The volatility centres on fears that the world's second biggest economy is slowing.

Investors are concerned that the Chinese slowdown, which has been known for some time, may be worse than thought.

Beijing unexpectedly devalued its currency earlier this month, sending shockwaves across markets.

Billions have been wiped from indices across the world and Japanese stocks posted their worst day in two years.

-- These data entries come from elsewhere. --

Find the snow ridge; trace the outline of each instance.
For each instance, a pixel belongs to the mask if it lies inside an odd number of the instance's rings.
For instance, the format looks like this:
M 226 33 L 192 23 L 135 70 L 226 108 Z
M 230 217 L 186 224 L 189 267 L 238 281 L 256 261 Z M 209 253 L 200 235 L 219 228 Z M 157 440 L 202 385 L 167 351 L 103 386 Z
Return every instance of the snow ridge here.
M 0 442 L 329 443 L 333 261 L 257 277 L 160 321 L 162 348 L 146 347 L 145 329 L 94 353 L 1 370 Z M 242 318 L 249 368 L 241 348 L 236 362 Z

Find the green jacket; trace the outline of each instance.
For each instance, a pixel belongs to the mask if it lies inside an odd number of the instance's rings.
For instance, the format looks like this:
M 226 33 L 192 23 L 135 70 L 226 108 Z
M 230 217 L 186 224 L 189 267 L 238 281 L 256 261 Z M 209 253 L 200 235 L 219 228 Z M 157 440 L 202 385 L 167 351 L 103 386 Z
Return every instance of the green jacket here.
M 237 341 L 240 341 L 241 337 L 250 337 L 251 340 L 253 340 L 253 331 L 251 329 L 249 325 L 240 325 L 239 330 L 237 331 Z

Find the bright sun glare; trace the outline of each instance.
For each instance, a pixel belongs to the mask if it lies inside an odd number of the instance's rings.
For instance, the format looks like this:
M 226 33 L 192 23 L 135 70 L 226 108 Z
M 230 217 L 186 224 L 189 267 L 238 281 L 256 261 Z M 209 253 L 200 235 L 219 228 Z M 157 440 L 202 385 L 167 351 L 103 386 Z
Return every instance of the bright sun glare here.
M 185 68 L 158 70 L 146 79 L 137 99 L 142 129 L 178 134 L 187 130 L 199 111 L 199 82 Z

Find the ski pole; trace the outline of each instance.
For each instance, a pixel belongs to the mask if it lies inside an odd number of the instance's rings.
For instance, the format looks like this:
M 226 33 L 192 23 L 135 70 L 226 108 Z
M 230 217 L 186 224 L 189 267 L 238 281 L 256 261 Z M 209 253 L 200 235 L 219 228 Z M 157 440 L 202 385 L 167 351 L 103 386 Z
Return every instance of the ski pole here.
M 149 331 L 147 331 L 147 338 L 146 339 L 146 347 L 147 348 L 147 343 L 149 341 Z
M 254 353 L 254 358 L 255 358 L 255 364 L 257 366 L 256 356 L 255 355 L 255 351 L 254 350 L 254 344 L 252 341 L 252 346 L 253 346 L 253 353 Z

Chinese stocks sunk the most in eight years, and European shares tumbled across the board.

Everything from shares, to currencies and the price of oil has been affected.

Exacerbated by a sharp fall in FBD shares, the Irish Stock Exchange, the ISEQ, closed down 5.05pc - it's worst performance in five years, when the index dropped 5.78pc on August 24, 2010.

When US markets opened yesterday afternoon Irish time, the Dow Jones briefly plummeted around a 1,000 points on opening before clawing back the losses.

But by 8pm last night Irish time, it was down 3.5pc.

"Stock markets were falling apart at the seams," said Jasper Lawler at CMC Markets.

"There was one point today when there just seemed to be no buyers and markets just went into freefall."

The dollar also fell against the euro, pushing the single currency to a seven-month high.

The value of the dollar fell yesterday because experts are increasingly doubtful that the US Federal Reserve will increase interest rates next month, as had been expected in some quarters.

And oil prices, already suffering from over-supply, fell because a slowing Chinese economy means less demand.

It has been estimated that more than $5 trillion has been wiped from the value of global equities since China initially devalued its currency, the yuan, on August 11.

The scale of the losses yesterday prompted global leaders to intervene in a bid to soothe investor concerns.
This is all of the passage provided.